GitLab Container Registry is a convenient choice to store Docker images when using GitLab CI. When every pipeline produces a new Docker image tag, you might want to clean up these image tags periodically. By default GitLab only offers a simplified Cleanup policy, which relies on regular expressions to clean up old image tags. But this approach does not take into account which image tags were recently deployed to your environments.

In this blogpost we outline an alternative image tag cleanup mechanism. We query the GitLab API to see which image tags were recently deployed to our environments, and retain these image tags in case we want to rollback.

Tag Docker images

First we tag our Docker images consistently, to contain the commit SHA as suffix.

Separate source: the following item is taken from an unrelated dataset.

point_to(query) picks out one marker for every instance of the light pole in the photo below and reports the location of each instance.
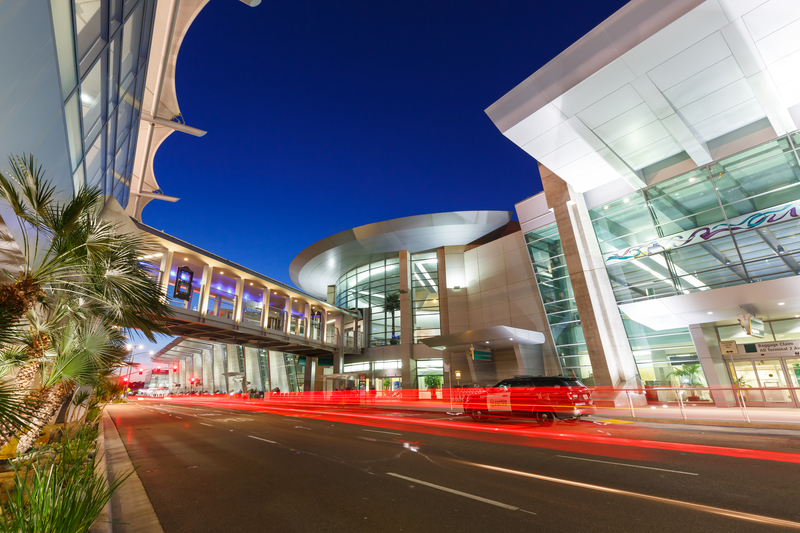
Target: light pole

Listing 1. .gitlab-ci.yaml snippet to tag docker images consistenly with commit SHA suffix
# https://gitlab.com/gitlab-org/gitlab/-/blob/master/lib/gitlab/ci/templates/Docker.gitlab-ci.yml
build_image:
  stage: build
  services:
    - docker:dind
  before_script:
    - export TAG=$(git show -s --format=%as | awk -F '-' '{print $1"."$2"."$3}').${CI_PIPELINE_IID}-${CI_COMMIT_SHORT_SHA}
    - docker login -u "$CI_REGISTRY_USER" -p "$CI_REGISTRY_PASSWORD" $CI_REGISTRY
  script:
    - docker build --pull --network host -t "$CI_REGISTRY_IMAGE:$TAG" -t "$CI_REGISTRY_IMAGE:$CI_PIPELINE_IID-$CI_COMMIT_SHORT_SHA" .
    - docker push "$CI_REGISTRY_IMAGE:$TAG"
    - docker push "$CI_REGISTRY_IMAGE:$CI_PIPELINE_IID-$CI_COMMIT_SHORT_SHA"
  rules:
    - if: $CI_COMMIT_BRANCH
      exists:
        - Dockerfile

This will produce tags containing the commit date, pipeline ID and commit SHA as shown below.

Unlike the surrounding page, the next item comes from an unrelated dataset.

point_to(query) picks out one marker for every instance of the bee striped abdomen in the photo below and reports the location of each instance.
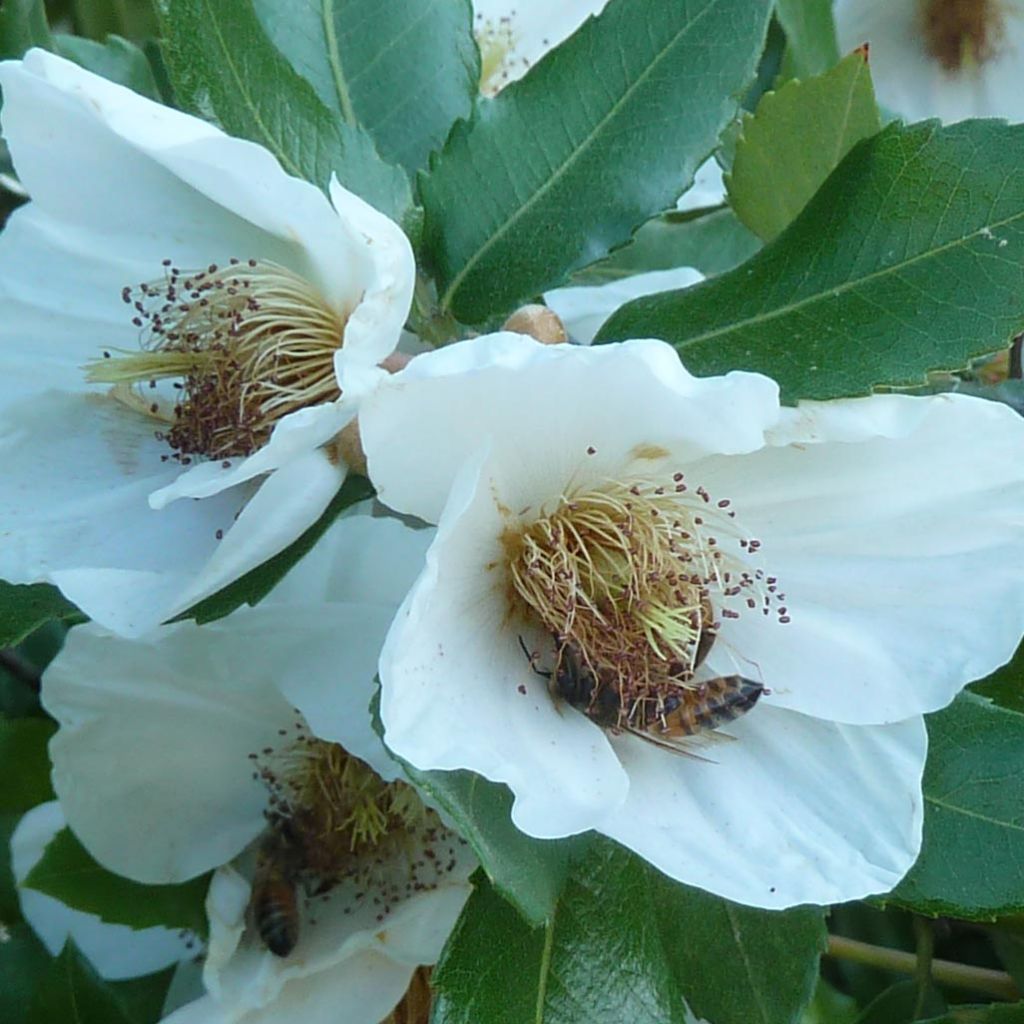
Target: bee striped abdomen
(710, 706)
(275, 910)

Listing 2. Sample image tags.
registry.gitlab.com/acme/frontend:2022.10.22.176-4a52ccd4
registry.gitlab.com/acme/frontend:2022.10.24.179-42ee0ccb
registry.gitlab.com/acme/frontend:2022.10.25.182-a38b3425

Track deployment environments

Secondly we track any deployments we do to our target environments, using GitLab CI environments.

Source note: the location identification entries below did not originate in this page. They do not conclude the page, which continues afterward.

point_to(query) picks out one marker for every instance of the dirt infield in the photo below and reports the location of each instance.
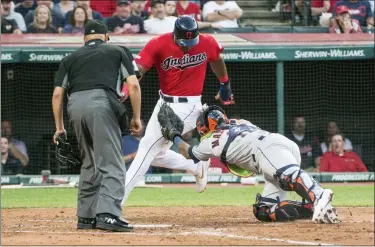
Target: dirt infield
(186, 226)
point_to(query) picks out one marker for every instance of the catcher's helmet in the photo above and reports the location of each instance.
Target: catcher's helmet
(186, 31)
(211, 118)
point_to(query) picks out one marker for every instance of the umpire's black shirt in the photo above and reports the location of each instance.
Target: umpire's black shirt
(95, 65)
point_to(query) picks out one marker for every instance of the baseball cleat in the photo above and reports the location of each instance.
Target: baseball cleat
(323, 210)
(201, 177)
(112, 223)
(86, 223)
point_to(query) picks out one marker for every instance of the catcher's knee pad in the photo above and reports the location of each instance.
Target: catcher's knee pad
(293, 178)
(281, 211)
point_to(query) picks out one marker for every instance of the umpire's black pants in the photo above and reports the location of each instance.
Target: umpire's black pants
(102, 179)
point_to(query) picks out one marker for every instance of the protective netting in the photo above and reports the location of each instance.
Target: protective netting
(342, 91)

Listing 3. Track deployments to environments
variables:
  APPNAME: $CI_PROJECT_NAME

deploy_test:
  stage: test
  needs: ["build_image"]
  resource_group: test
  variables:
    NAMESPACE: test
  before_script:
    - export TAG=$(git show -s --format=%as | awk -F '-' '{print $1"."$2"."$3}').${CI_PIPELINE_IID}-${CI_COMMIT_SHORT_SHA} (1)
  script:
    - "/deploy.sh $APPNAME $NAMESPACE $CI_REGISTRY_IMAGE:$TAG"
  environment:
    name: test (2)
    deployment_tier: testing

deploy_production:
  stage: deploy
  only:
    - main
  when: manual
  resource_group: production
  variables:
    NAMESPACE: production
  before_script:
    - export TAG=$(git show -s --format=%as | awk -F '-' '{print $1"."$2"."$3}').${CI_PIPELINE_IID}-${CI_COMMIT_SHORT_SHA}
  script:
    - "/deploy.sh $APPNAME $NAMESPACE $CI_REGISTRY_IMAGE:$TAG"
  after_script:
    - 'echo "$GITLAB_USER_NAME deployed $CI_PROJECT_NAME commit _$CI_COMMIT_TITLE_ to $NAMESPACE."'
  environment:
    name: production (3)
    deployment_tier: production
1 Notice how we construct the same image tag once again, as argument to our deployment script.
2 We track deployments to a test environment separately.
3 And we track deployments to the production environment.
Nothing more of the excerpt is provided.